DNA methylation can occur in either the cytosine or adenine bases, cytosine methylation is generally found in eukaryotic cells whilst both but mainly adenine methylation can be found in bacteria. Methylation is the addition of a methyl group to another chemical substance. DNA methylation results in the addition of a methyl group to carbon number five in the respective base by one of three enzymes called DNMT1, DNMT3A or DNMT3B. DNMT refers to an enzyme DNA methyltransferase. These enzymes usually add a methyl group to CpG (i.e a C that is followed by a G) which are abundantly found in the promoter region of a DNA, called CpG islands, as stated by Professor Adrian Bird in one of his published papers. As an example, when cytosine is methylated it becomes 5-methylcystosine. This change often occurs in the major grooves of the DNA strand, resulting in transcription factors being unable to bind to the area.

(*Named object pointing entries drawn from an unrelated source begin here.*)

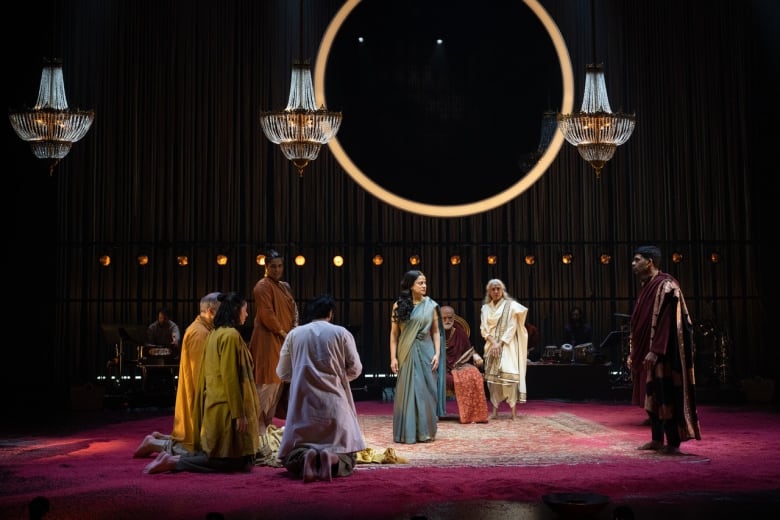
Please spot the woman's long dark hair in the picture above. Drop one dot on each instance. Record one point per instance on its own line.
(229, 310)
(405, 305)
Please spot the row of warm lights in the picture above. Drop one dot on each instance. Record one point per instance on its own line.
(377, 260)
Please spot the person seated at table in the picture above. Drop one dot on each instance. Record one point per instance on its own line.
(163, 331)
(463, 376)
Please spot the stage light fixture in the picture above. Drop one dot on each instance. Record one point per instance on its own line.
(715, 257)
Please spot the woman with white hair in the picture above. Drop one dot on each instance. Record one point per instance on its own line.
(502, 324)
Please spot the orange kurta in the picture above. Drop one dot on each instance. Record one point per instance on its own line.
(275, 311)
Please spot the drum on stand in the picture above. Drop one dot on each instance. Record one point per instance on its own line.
(567, 353)
(552, 354)
(156, 355)
(584, 353)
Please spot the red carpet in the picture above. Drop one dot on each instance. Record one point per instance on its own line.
(553, 447)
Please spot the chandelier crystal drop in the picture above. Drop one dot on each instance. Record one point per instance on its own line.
(50, 126)
(595, 130)
(301, 128)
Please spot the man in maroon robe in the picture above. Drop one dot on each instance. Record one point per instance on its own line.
(661, 355)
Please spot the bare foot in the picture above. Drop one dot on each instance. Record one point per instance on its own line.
(310, 469)
(164, 462)
(652, 445)
(146, 447)
(327, 461)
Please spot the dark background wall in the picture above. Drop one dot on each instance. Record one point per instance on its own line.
(176, 163)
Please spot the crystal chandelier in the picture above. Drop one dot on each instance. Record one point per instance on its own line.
(595, 130)
(301, 128)
(50, 126)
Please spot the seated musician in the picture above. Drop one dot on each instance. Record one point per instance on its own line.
(463, 376)
(163, 332)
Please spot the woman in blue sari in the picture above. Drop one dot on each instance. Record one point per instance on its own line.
(416, 341)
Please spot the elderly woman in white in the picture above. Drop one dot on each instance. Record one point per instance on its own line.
(502, 324)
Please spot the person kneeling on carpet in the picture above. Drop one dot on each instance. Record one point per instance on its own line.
(225, 424)
(321, 431)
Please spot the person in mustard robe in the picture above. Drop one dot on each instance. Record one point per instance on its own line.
(226, 436)
(180, 439)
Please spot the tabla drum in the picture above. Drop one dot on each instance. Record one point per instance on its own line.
(156, 354)
(551, 353)
(583, 353)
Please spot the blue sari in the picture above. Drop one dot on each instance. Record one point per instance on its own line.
(420, 393)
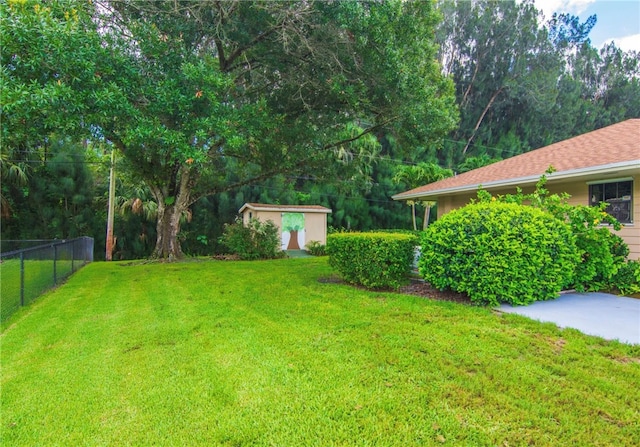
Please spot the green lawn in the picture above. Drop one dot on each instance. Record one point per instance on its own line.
(261, 353)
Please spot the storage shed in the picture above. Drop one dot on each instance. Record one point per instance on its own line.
(299, 224)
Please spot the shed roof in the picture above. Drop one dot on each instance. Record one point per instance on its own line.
(285, 208)
(612, 149)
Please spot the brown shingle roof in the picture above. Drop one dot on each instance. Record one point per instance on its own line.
(614, 146)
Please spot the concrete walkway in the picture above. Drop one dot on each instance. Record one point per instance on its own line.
(608, 316)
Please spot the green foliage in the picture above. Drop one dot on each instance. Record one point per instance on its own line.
(627, 279)
(316, 248)
(374, 260)
(602, 253)
(187, 94)
(257, 240)
(499, 252)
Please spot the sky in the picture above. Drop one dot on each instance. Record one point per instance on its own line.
(618, 20)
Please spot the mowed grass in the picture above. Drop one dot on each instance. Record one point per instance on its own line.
(262, 353)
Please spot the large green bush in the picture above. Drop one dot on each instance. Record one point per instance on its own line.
(374, 260)
(499, 252)
(601, 252)
(256, 240)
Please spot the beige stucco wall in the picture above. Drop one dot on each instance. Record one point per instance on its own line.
(315, 224)
(579, 191)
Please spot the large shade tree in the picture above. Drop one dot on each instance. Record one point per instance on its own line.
(203, 97)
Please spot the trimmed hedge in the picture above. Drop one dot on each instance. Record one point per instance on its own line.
(499, 252)
(373, 260)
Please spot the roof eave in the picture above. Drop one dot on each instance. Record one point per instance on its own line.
(285, 209)
(520, 181)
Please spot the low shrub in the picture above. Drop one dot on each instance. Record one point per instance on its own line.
(374, 260)
(256, 240)
(499, 252)
(627, 278)
(315, 248)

Methylation of DNA greatly affects gene expression. The effect of DNA methylation is that those methylated areas of the DNA are not sequenced during DNA Transcription and therefore the affected genes are silenced, proceeding to show phenotypic change. In this way, DNA methylation plays a main role in epigenetics.
Methylation of a gene, addition of a methyl group (-CH3), is catalyzed by the family of enzymes DNA-methyltransferases (DNMTs) and occurs at the 5-carbon on a cytosine ring; the methyl group projects into the major groove of the DNA double helix, causing the DNA-histone complex to become more tightly condensed, which prevents/negatively affects the binding of transcriptional factors to promoter regions or induces deacetylation of the histone proteins which inhibits transcription of the DNA sequence to mRNA.